Machine learning for complex fluid mechanics and heat transfer


Introduction, relevance and objectives

In engineering solutions hydrodynamic modelling is often used during the design process. Examples included the design of a ship’s hull or its propeller, a customised heat exchanger or a gas turbine blade. These examples have in common that, during operation, their performance deteriorates as a result of surface degradation. Such degradation is typically caused by (bio-) fouling or corrosion. Bio-fouling on ship hulls causes increased resistance, which in turn leads to significantly increased fuel consumption. In heat exchangers and turbines, the roughening of surfaces leads to decreased thermodynamic performance. The effect of roughness is so significant that long periods of maintenance are necessary.

If we could predict the effect of a rough surface on turbulent flows and on heat transfer, we could optimise the performance of heat exchangers and turbines during their entire life-time, and in the maintenance planning of large ships and turbines. However, predicting the effect of rough surfaces on resistance and heat transfer is notoriously difficult as different surfaces yield different effects on resistance and heat transfer.

In order to enhance the prediction of heat transfer and resistance at rough walls, we will distil novel model from high fidelity DNS data by means of machine learning. This project will highlight the superiority of machine learning over classical turbulence modelling (RANS/LES) in terms of fidelity, robustness and simulation speed.

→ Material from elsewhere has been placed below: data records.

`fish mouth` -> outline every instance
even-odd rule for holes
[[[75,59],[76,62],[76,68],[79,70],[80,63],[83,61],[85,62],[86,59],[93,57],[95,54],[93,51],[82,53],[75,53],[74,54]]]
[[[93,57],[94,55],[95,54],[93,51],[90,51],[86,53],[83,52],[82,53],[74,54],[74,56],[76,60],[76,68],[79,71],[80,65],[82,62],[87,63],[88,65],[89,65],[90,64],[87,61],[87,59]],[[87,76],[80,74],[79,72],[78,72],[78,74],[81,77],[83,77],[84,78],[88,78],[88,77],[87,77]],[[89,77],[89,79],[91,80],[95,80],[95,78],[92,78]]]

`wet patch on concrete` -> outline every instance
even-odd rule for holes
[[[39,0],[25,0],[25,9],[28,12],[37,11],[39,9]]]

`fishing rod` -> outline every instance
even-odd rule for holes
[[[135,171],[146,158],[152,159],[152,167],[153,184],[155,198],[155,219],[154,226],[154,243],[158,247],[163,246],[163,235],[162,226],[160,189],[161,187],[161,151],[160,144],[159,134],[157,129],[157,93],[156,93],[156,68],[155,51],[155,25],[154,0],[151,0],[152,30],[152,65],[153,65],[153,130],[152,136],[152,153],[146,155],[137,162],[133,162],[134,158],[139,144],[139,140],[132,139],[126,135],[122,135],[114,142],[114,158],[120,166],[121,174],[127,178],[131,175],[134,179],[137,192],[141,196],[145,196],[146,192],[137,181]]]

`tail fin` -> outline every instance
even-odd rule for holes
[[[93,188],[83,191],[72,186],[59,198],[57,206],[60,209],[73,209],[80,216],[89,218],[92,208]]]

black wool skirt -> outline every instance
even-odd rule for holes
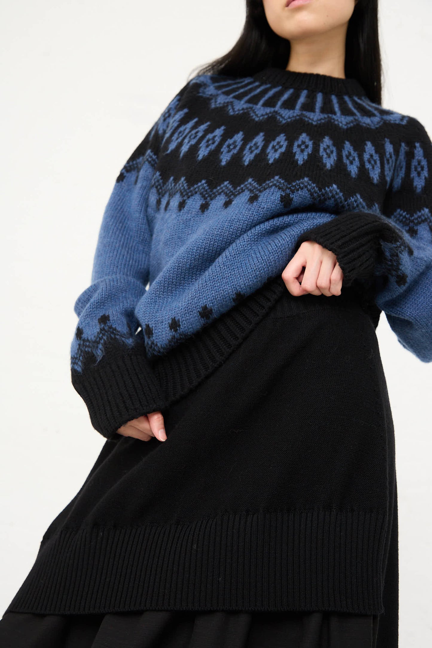
[[[270,504],[279,498],[275,503],[276,507],[282,507],[288,503],[287,505],[289,505],[290,508],[295,508],[297,502],[302,503],[301,500],[304,497],[306,504],[301,508],[306,510],[310,508],[311,502],[316,502],[319,508],[323,498],[326,498],[325,501],[330,502],[332,498],[335,497],[337,502],[345,498],[346,502],[343,502],[343,505],[346,505],[345,507],[348,509],[352,502],[355,504],[356,498],[360,497],[363,497],[365,502],[367,500],[374,503],[381,496],[381,489],[383,488],[382,484],[387,478],[390,484],[388,491],[384,492],[384,489],[382,493],[383,500],[389,503],[390,516],[388,531],[385,534],[385,559],[382,564],[382,573],[380,572],[379,577],[376,572],[369,573],[368,570],[370,568],[370,557],[374,560],[376,552],[383,550],[382,546],[367,549],[369,545],[361,545],[361,550],[356,549],[357,553],[352,555],[358,556],[359,560],[363,561],[359,566],[354,564],[356,561],[351,557],[346,565],[341,567],[340,564],[335,562],[334,566],[328,572],[328,561],[326,556],[330,555],[330,553],[325,553],[318,571],[312,572],[308,568],[299,572],[300,577],[296,575],[295,579],[293,577],[292,581],[288,586],[291,592],[290,595],[291,598],[287,599],[282,597],[280,600],[305,600],[302,597],[306,591],[315,594],[321,592],[323,596],[325,596],[332,587],[335,591],[340,583],[330,582],[333,577],[331,575],[334,574],[335,580],[342,579],[343,581],[339,591],[354,591],[352,596],[357,597],[356,601],[367,600],[369,596],[369,588],[372,588],[371,591],[377,592],[379,590],[379,597],[382,595],[381,602],[383,612],[376,612],[376,597],[374,599],[376,601],[374,603],[374,613],[370,614],[354,612],[356,606],[352,602],[351,608],[347,607],[351,611],[342,611],[341,607],[345,607],[345,601],[341,599],[339,599],[339,605],[335,605],[334,608],[330,605],[330,608],[327,607],[324,609],[324,606],[320,607],[319,605],[309,605],[305,609],[301,607],[295,609],[295,606],[288,603],[284,607],[280,605],[279,609],[275,607],[273,610],[262,609],[261,611],[252,609],[252,607],[248,605],[240,606],[239,609],[187,609],[186,606],[184,609],[182,607],[179,609],[161,609],[159,605],[154,606],[154,608],[159,608],[158,609],[137,606],[130,607],[129,610],[126,609],[125,605],[123,611],[118,611],[113,603],[111,605],[112,611],[106,608],[106,611],[101,613],[41,614],[17,611],[16,608],[12,606],[12,610],[6,610],[0,619],[1,648],[397,648],[398,518],[391,414],[374,325],[364,308],[360,307],[351,296],[348,297],[348,292],[345,294],[347,297],[344,297],[343,295],[331,297],[312,295],[293,297],[284,289],[281,297],[271,307],[249,337],[234,349],[223,365],[205,378],[198,390],[199,400],[196,400],[197,390],[192,390],[163,413],[168,436],[165,443],[169,442],[170,435],[172,434],[173,448],[176,452],[180,453],[181,448],[185,446],[182,445],[177,446],[176,439],[181,439],[182,444],[186,439],[185,443],[187,444],[187,439],[189,438],[187,435],[191,434],[191,430],[199,430],[202,434],[203,428],[204,438],[207,433],[206,421],[209,421],[208,435],[210,439],[216,428],[210,430],[210,426],[214,426],[214,421],[217,422],[218,431],[222,434],[223,434],[223,426],[226,425],[227,429],[230,425],[231,427],[238,428],[239,422],[236,422],[235,424],[233,422],[236,416],[234,405],[233,403],[227,404],[227,411],[231,419],[225,423],[224,417],[221,417],[221,400],[220,399],[218,400],[217,395],[229,393],[226,390],[227,381],[238,378],[240,375],[244,376],[243,387],[245,393],[247,392],[251,399],[248,407],[251,411],[253,410],[253,415],[247,422],[247,429],[251,434],[254,421],[260,419],[262,415],[259,402],[255,402],[253,395],[250,395],[251,390],[253,391],[254,386],[256,386],[256,382],[251,382],[250,389],[248,386],[248,380],[252,380],[251,376],[255,371],[255,381],[262,380],[264,386],[262,389],[260,389],[259,386],[257,386],[255,393],[263,394],[264,398],[269,400],[271,408],[279,407],[286,417],[286,426],[279,424],[276,430],[271,428],[271,420],[268,426],[266,424],[267,419],[258,421],[257,424],[260,434],[262,431],[264,436],[268,435],[268,443],[274,444],[274,446],[269,446],[271,452],[269,459],[273,472],[267,472],[262,475],[260,468],[265,457],[262,459],[258,456],[259,453],[251,454],[249,452],[248,454],[249,451],[246,452],[247,458],[245,465],[249,467],[247,469],[254,470],[254,466],[251,464],[256,464],[255,470],[256,472],[257,490],[260,490],[260,478],[264,480],[263,485],[266,484],[266,488],[269,487],[269,480],[274,481],[273,485],[270,482],[269,487],[273,488],[274,486],[274,494],[272,500],[269,501]],[[271,357],[272,353],[274,356]],[[283,357],[281,358],[281,356]],[[317,367],[317,362],[324,366],[324,374]],[[271,369],[268,368],[269,363]],[[267,367],[265,371],[263,371],[264,367]],[[342,367],[343,371],[341,372]],[[352,368],[352,371],[350,367]],[[260,378],[262,375],[264,377]],[[269,386],[273,384],[273,380],[277,383],[277,388],[269,391]],[[368,393],[369,386],[370,391]],[[277,392],[276,395],[275,391]],[[205,408],[203,407],[204,399],[206,399]],[[321,415],[317,410],[317,402],[328,402],[330,406],[328,411]],[[278,406],[278,403],[280,405]],[[289,406],[286,403],[289,403]],[[370,439],[373,444],[376,436],[376,428],[374,427],[377,424],[376,421],[372,421],[373,425],[372,423],[370,425],[369,420],[374,415],[375,406],[373,403],[376,404],[376,416],[380,421],[385,421],[388,426],[383,430],[381,439],[376,441],[377,445],[370,447]],[[296,404],[298,404],[298,408],[295,411]],[[368,408],[366,411],[364,406]],[[209,417],[208,413],[211,411],[212,407],[214,415]],[[201,419],[199,418],[200,411],[203,410],[205,410],[206,417]],[[337,424],[333,435],[329,433],[327,438],[322,438],[325,437],[326,430],[328,429],[328,424],[325,421],[327,419],[329,421],[332,421],[334,410],[337,412],[336,421],[340,429]],[[350,417],[352,419],[351,430],[347,429],[351,421]],[[210,421],[211,419],[212,421]],[[176,421],[178,422],[176,423]],[[315,436],[305,438],[310,430],[315,430],[310,434],[314,434]],[[322,430],[324,431],[321,434]],[[238,432],[238,430],[236,432]],[[280,436],[278,437],[278,435]],[[347,435],[348,438],[347,438]],[[229,439],[229,436],[226,438]],[[238,439],[238,434],[236,439]],[[247,440],[245,437],[245,443]],[[323,444],[322,447],[316,447],[317,440],[319,445]],[[240,443],[240,441],[235,443]],[[266,443],[265,439],[263,439],[263,443]],[[130,450],[131,453],[142,452],[144,456],[147,452],[147,447],[152,443],[159,444],[159,442],[152,439],[144,443],[125,438],[117,444],[117,451],[120,451],[120,444],[123,444],[124,452],[128,453]],[[330,448],[329,445],[331,445]],[[341,450],[341,446],[343,446],[345,450]],[[221,452],[222,446],[218,447],[218,452]],[[229,446],[226,452],[233,452],[233,447]],[[242,447],[245,449],[244,446],[240,447],[236,456],[238,461],[242,461],[244,454]],[[280,450],[281,448],[284,450]],[[285,456],[283,452],[286,451],[286,448],[288,454]],[[111,454],[115,452],[116,450],[113,450]],[[339,452],[341,454],[338,454]],[[347,452],[348,453],[347,465],[341,466]],[[374,455],[374,453],[376,454]],[[324,454],[327,458],[323,460],[323,466],[319,467],[319,457]],[[152,456],[156,457],[156,450],[153,450],[152,454],[149,452],[146,460],[151,461]],[[299,457],[303,457],[303,463]],[[304,457],[307,457],[309,464],[307,461],[304,463]],[[327,466],[328,459],[334,460],[335,466],[338,467],[339,472],[337,478],[334,470]],[[277,463],[279,461],[280,465]],[[316,463],[317,470],[310,465],[313,462]],[[368,467],[371,463],[374,465],[373,471],[367,474]],[[101,485],[100,480],[103,479],[103,464],[101,466],[98,475],[99,487]],[[306,476],[304,472],[306,468],[312,471],[310,475]],[[328,471],[328,474],[326,470]],[[357,470],[359,475],[353,474],[353,470],[354,472]],[[319,473],[319,476],[315,483],[312,483],[313,479],[311,479],[310,476]],[[363,474],[364,477],[362,476]],[[376,484],[371,481],[370,474],[376,474]],[[212,480],[216,482],[218,478],[221,478],[221,476],[216,473],[209,476],[209,483]],[[231,475],[231,478],[233,479],[233,475]],[[357,487],[356,479],[360,480],[359,489]],[[362,479],[364,483],[361,481]],[[163,476],[161,476],[161,484],[163,483]],[[227,496],[229,500],[232,498],[234,504],[236,498],[240,496],[241,493],[239,491],[239,494],[236,494],[233,490],[236,487],[236,484],[234,480],[227,482],[225,486]],[[87,481],[87,487],[92,487],[91,480]],[[163,488],[163,485],[161,487]],[[181,487],[182,485],[179,484],[179,489]],[[218,485],[214,488],[218,492],[220,490]],[[327,493],[324,492],[326,488]],[[170,496],[176,496],[172,489],[170,492],[172,496],[168,491],[166,494],[163,494],[162,496],[168,498],[164,502],[168,502]],[[290,497],[292,502],[290,500]],[[183,497],[183,500],[188,501],[187,497]],[[76,506],[79,506],[79,500]],[[316,529],[316,527],[314,528]],[[354,536],[351,537],[349,542],[351,546],[357,547],[358,540],[355,535],[357,527],[354,528]],[[336,533],[339,531],[337,530]],[[374,536],[370,535],[370,537]],[[301,559],[301,556],[304,555],[303,541],[298,542],[294,538],[293,542],[294,546],[297,548],[296,551],[300,552],[297,555],[289,553],[292,547],[285,550],[284,547],[281,548],[280,542],[277,545],[278,550],[286,551],[286,556],[288,557],[287,573],[290,574],[293,573],[291,571],[292,564],[298,562],[299,556]],[[319,545],[314,544],[313,546]],[[361,547],[360,540],[358,540],[358,547]],[[367,549],[369,554],[366,553]],[[331,553],[331,548],[325,551]],[[315,558],[313,553],[310,560],[312,562],[309,562],[308,565],[315,570]],[[49,569],[49,561],[46,559],[44,561],[46,563],[44,568]],[[332,564],[334,563],[332,562]],[[348,571],[345,568],[347,565]],[[224,566],[222,565],[221,568],[224,569]],[[243,584],[240,581],[235,581],[235,573],[237,572],[230,566],[227,569],[227,574],[234,574],[232,577],[234,579],[234,584],[233,585],[231,581],[230,586],[234,586],[241,593],[243,592]],[[358,578],[353,588],[352,581],[348,581],[350,575],[354,573],[354,570],[358,570],[356,577]],[[202,573],[205,576],[204,572]],[[244,566],[238,571],[239,578],[244,573]],[[16,601],[23,607],[24,604],[21,601],[33,600],[34,590],[36,592],[38,588],[43,586],[45,577],[42,577],[41,573],[35,572],[33,580],[28,581],[30,584],[27,586],[21,597],[17,597]],[[316,579],[312,584],[304,582],[308,573],[312,574],[311,578]],[[362,579],[365,574],[367,575]],[[260,573],[255,575],[256,578],[262,577]],[[209,578],[208,576],[206,577]],[[325,579],[329,578],[330,580],[325,581]],[[281,579],[277,581],[278,587],[285,588],[284,579],[285,577],[282,576]],[[379,585],[376,584],[377,580],[379,580]],[[269,581],[264,573],[264,580],[260,581],[260,589],[264,590],[269,582],[273,583],[277,581]],[[73,586],[74,588],[74,582],[69,583],[67,586],[70,588]],[[158,586],[159,590],[163,589],[164,584],[159,584]],[[198,585],[196,584],[194,586],[196,588]],[[210,580],[207,581],[206,586],[210,597],[214,591]],[[363,587],[364,591],[361,590]],[[124,585],[122,588],[124,590]],[[298,599],[296,594],[297,590],[301,592]],[[311,595],[310,601],[320,600],[318,596],[314,598],[315,594]],[[272,590],[268,600],[279,601],[278,594],[278,592]],[[45,594],[43,592],[38,596],[42,597]],[[67,596],[67,592],[62,596]],[[86,594],[83,593],[82,596],[85,596]],[[181,596],[181,592],[176,596],[177,598]],[[186,598],[185,600],[187,600]],[[321,600],[324,599],[321,597]],[[351,601],[352,600],[352,597]],[[148,605],[148,608],[151,607]],[[131,609],[133,611],[130,611]]]
[[[2,648],[376,648],[379,615],[342,612],[8,612],[0,621],[0,645]]]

Methodology & expected results

We will employ machine learning in two different ways. Firstly, using a pre-generated database, we will predict the shear stress and heat flux based on local topological features of the roughness. Thus, we intend to build a ML-model that can accurately predict resistance and heat transfer across any rough surface, without having to run a very expensive simulation requiring hundreds of CPU’s (This model will be referred to as ML-I). Secondly, we will employ machine learning to generate alternative turbulence models in which the effect of wall roughness is accounted for (this model will be called ML-II). In order to train the model, a large Direct Numerical Simulation database of flows past rough surfaces was pre- generated this year using the national supercomputer Cartesius.